Spierings said affected customers, including The Coca-Cola Co, Danone SA and China's Wahaha, had been focused on removing potentially contaminated products from shelves, rather than on compensation.
"There has been not a single discussion with me and their top teams on money so far. But there will be these discussions later on," Spierings said.
Fonterra's plans to expand in China with more farms, an ultra heat-treated milk plant and branded baby formula remained on track, he added.
Units in Fonterra's Shareholders Fund, which offer outside investors exposure to the cooperative's farmer shareholder dividends, rose 1.15 percent to NZ$7.03, and have erased almost all of their losses since news of the scare first broke.
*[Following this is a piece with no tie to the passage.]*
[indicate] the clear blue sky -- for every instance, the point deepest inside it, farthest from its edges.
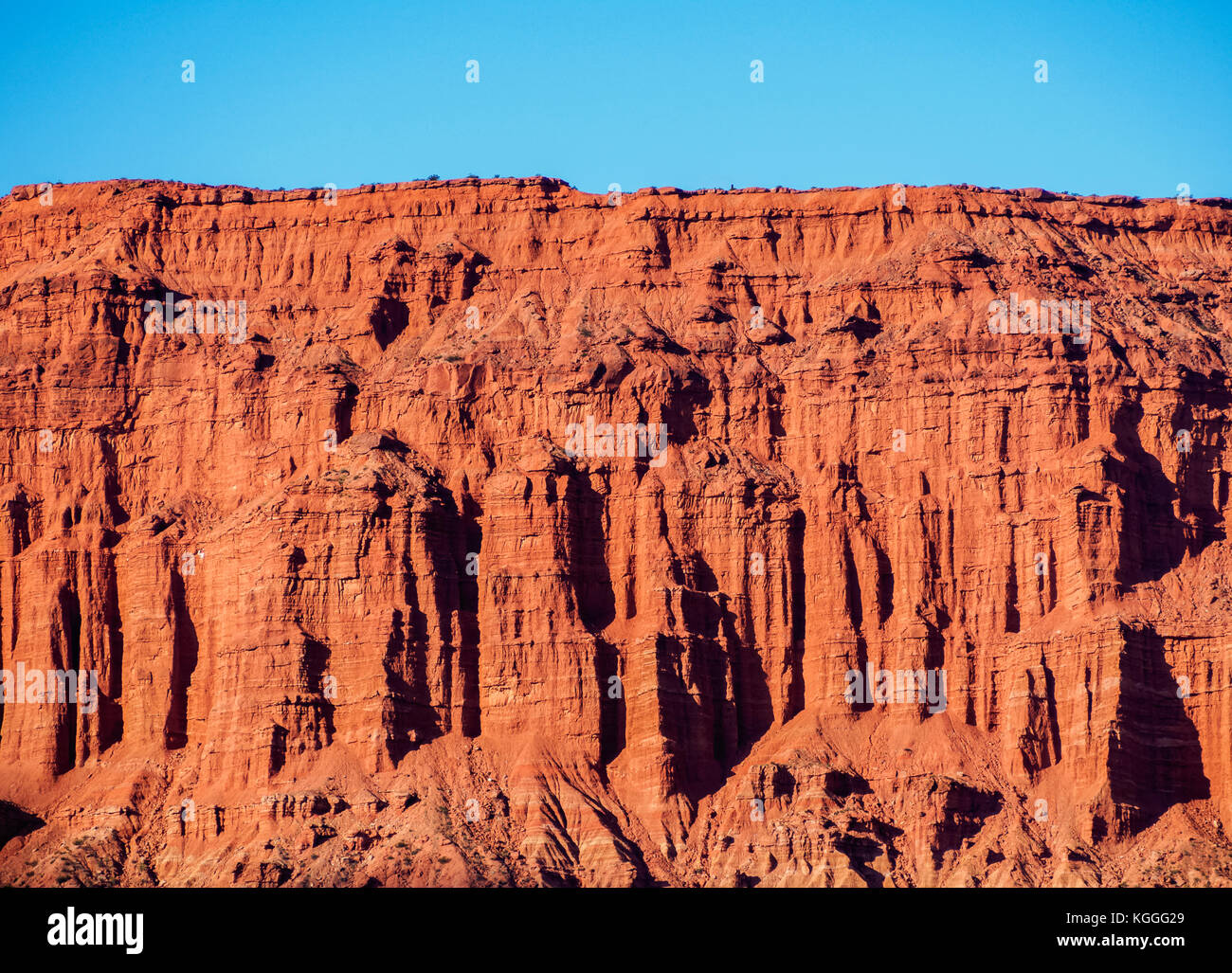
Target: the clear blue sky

Questions remained over Fonterra's promptness in disclosing the contamination issue and its dealings with the Ministry of Primary Industries (MPI).
"There's definitely some time there that we're not happy with - how long it took to get to work with the MPI, to give them some information, so this is going to be part of our review," said Gary Romano, Fonterra's managing director of New Zealand Milk Products.
The MPI, which has dispatched people to work in Fonterra offices to oversee the crisis response, said it was asking questions about the reporting timeline and Fonterra's processes.
Finance Minister Bill English told parliament earlier that the scare did not appear to have had much impact on the economy, but would need careful handling if Fonterra and New Zealand were to continue to benefit from high commodity prices.
But Trade Minister Tim Groser said New Zealand had a lot of work to do to regain trust among global customers. "The market is being very measured in its reaction, in the same way that Chinese authorities have been very measured in their actions," he told Radio New Zealand.
At Fonterra's first international auction of its dairy products since news of the contamination - which didn't include those products connected with the scare - prices slipped 2.4 percent, but stayed near their recent high levels on the back of strong demand from growing middle classes in emerging economies.
The fortnightly auction, the biggest wholesale marketplace for milk powders and dairy produce, saw a near doubling in volumes made available.
US dairy futures fell on Tuesday, reversing recent gains, as traders unwound speculative bets that China may shun some dairy products from New Zealand, and instead buy from other countries, including the United States.
Fonterra said it was fined NZ$900,000 (US$705,000) by China's top economic planning agency after a review of pricing practices for consumer dairy products in mainland China. Five other companies were also penalized.